Indigenous weavers give VCA and MCM students insight into contemporary Australian art

August 14 / 142

Artist Roma Butler with VCA students. Photo: Steven Wyld.
Artist Roma Butler with VCA students. Photo: Steven Wyld.

The renowned Tjanpi Desert Weavers have visited the University for a series of three masterclasses for Fine Arts students.

The Weavers worked with undergraduate, postgraduate and PhD students from the Victorian College of the Arts (VCA) and the Melbourne Conservatorium of Music (MCM).

Building on the traditions of using natural fibres to create objects for medicinal, ceremonial and daily use, the Tjanpi – or ‘dry grass’ – Weavers are women who come together to visit sacred sites and traditional homelands, hunt and gather food for their families and teach their children about country while collecting grasses to sculpt and weave.

Students worked directly with the accomplished artists to learn new techniques and expand upon their own diverse disciplines in painting, drawing, music, sculpture and spatial practice as well as film and television.

Sculpture student Tia Mavanie said the visit was a highlight.

“I feel honoured to have had the opportunity to learn the ancient art of weaving first hand from those special women,” she said. 

“I'm finding it to be an extremely rewarding and meditative practice.”

Tiriki Onus, lecturer in Indigenous Knowledge and Cultural Practices at the Wilin Centre for Indigenous Arts and Cultural Development, said the masterclasses were a precious experience for budding artists.

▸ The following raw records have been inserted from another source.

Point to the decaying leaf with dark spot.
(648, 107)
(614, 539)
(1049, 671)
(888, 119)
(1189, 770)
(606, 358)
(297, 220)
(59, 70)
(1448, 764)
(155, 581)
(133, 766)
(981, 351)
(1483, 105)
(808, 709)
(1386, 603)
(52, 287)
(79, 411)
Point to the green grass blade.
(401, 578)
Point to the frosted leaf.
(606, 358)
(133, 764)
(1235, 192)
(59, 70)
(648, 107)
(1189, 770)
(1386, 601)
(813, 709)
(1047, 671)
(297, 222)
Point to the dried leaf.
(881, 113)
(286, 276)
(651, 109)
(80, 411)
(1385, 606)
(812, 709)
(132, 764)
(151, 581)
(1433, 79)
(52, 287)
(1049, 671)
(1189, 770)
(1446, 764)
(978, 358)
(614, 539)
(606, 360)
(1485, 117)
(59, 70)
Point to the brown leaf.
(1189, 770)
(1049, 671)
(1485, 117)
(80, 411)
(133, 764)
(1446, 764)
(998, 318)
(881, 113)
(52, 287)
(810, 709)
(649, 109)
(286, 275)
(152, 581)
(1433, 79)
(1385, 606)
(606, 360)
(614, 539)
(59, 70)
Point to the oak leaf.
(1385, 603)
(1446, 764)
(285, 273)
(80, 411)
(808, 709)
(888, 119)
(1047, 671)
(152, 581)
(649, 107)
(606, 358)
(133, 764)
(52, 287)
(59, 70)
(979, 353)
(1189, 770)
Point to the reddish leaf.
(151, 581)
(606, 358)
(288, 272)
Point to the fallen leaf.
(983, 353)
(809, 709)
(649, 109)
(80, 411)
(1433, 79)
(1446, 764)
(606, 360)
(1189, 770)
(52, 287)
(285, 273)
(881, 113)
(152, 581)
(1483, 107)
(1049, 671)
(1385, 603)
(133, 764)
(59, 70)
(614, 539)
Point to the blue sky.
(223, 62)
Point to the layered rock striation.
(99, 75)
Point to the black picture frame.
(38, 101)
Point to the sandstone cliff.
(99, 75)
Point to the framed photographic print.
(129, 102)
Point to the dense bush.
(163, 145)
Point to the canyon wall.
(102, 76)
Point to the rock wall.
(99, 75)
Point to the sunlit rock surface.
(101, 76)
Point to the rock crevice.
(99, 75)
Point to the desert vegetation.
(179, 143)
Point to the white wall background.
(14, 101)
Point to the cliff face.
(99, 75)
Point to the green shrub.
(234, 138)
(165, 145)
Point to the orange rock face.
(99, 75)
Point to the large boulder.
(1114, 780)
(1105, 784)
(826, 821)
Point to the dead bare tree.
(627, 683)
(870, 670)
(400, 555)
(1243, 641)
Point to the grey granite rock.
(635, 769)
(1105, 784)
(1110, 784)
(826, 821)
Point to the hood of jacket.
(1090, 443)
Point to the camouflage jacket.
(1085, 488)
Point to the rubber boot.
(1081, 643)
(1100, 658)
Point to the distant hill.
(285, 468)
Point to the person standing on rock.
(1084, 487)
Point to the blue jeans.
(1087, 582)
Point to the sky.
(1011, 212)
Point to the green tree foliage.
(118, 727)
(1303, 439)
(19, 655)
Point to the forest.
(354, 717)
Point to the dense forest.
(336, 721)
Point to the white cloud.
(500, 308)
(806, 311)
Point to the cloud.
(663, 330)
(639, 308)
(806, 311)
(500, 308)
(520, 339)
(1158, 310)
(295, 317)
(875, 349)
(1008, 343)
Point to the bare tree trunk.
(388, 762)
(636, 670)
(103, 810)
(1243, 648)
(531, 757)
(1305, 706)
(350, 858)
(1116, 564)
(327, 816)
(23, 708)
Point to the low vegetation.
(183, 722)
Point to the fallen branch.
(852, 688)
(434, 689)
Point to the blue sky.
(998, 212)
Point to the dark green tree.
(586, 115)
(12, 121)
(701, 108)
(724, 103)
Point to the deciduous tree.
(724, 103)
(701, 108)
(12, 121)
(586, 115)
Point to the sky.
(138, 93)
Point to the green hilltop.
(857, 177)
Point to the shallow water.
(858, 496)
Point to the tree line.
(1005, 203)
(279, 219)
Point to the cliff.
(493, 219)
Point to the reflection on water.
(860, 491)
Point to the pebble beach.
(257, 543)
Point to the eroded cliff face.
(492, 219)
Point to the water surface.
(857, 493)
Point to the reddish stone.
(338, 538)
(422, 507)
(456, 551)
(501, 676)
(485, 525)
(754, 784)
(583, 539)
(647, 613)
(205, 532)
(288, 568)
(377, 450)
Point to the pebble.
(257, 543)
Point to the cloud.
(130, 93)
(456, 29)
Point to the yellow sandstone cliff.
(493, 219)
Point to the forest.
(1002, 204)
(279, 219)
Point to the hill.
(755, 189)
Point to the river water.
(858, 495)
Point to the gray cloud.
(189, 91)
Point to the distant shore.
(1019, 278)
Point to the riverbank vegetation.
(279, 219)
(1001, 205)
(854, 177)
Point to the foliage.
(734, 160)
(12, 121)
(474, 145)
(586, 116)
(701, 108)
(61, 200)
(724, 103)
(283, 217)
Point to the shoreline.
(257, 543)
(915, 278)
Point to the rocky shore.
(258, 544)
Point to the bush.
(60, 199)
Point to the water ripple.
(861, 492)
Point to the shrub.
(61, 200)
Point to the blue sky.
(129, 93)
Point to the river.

“Too often there is a false distinction drawn between craft and fine art,” she said. 

“The women from the Tjanpi Desert Weavers are contemporary fine artists, as well as seasoned teachers, performers and cultural ambassadors who not only maintain traditions within their own art form but also innovate upon them. ”

Today there are over 400 women across 28 communities making baskets and sculptures out of grass.  

Working with fibre in this way is firmly embedded in Western and Central Desert Indigenous culture.